Vertigo can be a scary condition. It can also be a mysterious one. If you have vertigo, then you know exactly what it feels like: Constant spinning and whirling in your head that makes everything seem off center and unstable. It’s uncomfortable and disorienting, but not dangerous.
Still, there’s no denying that vertigo has an unsettling effect on sufferers, especially those who feel like they’re going crazy from its constant tickling, dizzying sensations. For those who are curious about what makes vertigo such a bothersome condition for some people, read on for more information.
What Is Vertigo?
Vertigo is a symptom of dizziness. It occurs when the balance system in your inner ear gets unbalanced and signals to your brain that you are moving when you are not. This can cause dizziness, spinning, and/or nausea. To get dizzy, the ear has to detect movement. When you are in a car, you are moving and the ear detects this movement and signals the brain that the person is moving.
Vertigo Treatment Options
– Antibiotics: The bacterial infection that causes vertigo is usually treated with antibiotics. This usually results in complete resolution of vertigo.
– Surgery: If the cause of vertigo is a traumatic brain injury, surgery to remove part of the inner ear or to remove part of the brain may be an option.
– Other Treatment Options for Vertigo: Several natural treatments have been reported to help treat vertigo. Many of them are off-label and therefore not FDA-approved, but you should discuss them with your doctor.
Finding A Good Vertigo Doctor
To find the best doctor for vertigo, it’s important to find someone who has experience treating this condition. Finding a good doctor is a lot easier today than it used to be thanks to online medical resources. You can also ask your friends, family, or coworkers for suggestions. If you have to travel a long way to see a doctor, make sure the trip is worth it.
Vertigo And Neurosurgery
Neurosurgery is the treatment of any kind of brain injury. If vertigo is caused by a brain injury, then you may be a good candidate for surgery. Possible surgeries include a shunt placed into the brain to reduce the activity of the nerve that is causing vertigo, a craniotomy (incision into the skull) to remove a piece of the brain that is causing vertigo, and a vestibular nerve section to stop the dizziness.
Vertigo Surgery FAQs
– Is the surgery quick or do I need to be put to sleep? The surgery is usually quick and the anesthesia is usually brief. You will feel like you are dreaming when you wake up.
– How long will I need to stay in the hospital after surgery? There is no set time you should stay in the hospital after surgery; it’s best to follow your doctor’s directions.

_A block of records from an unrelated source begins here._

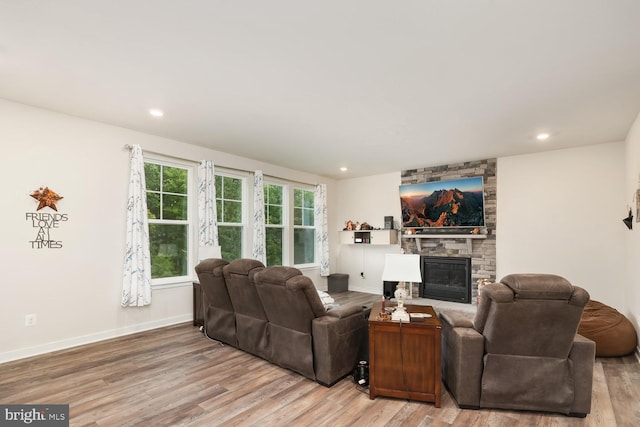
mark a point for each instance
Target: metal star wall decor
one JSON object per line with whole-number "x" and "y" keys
{"x": 46, "y": 197}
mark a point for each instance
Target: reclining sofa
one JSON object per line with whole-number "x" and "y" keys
{"x": 276, "y": 313}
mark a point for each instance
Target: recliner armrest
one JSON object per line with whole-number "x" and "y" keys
{"x": 337, "y": 340}
{"x": 582, "y": 355}
{"x": 462, "y": 359}
{"x": 345, "y": 310}
{"x": 457, "y": 319}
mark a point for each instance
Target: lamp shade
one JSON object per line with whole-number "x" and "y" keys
{"x": 402, "y": 268}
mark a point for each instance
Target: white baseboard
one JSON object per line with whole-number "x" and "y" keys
{"x": 88, "y": 339}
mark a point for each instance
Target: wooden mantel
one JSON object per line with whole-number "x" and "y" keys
{"x": 468, "y": 237}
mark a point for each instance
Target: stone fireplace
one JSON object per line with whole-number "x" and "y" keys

– Some surgeons will leave a scar from the surgery, but most do not. The only way to tell if the surgeon left a scar is to ask the neurosurgeon about it when you meet with them for your first follow-up appointment.
– Will I need physical therapy after surgery? Vertigo surgery does not require physical therapy.
– If you have vertigo from an inner ear problem, you should wait three months before driving in an emergency.
– What are the risks and benefits of surgery? The risks of neurosurgery include potential problems with anesthesia, bleeding during or after surgery, infection, or injury to the spinal cord.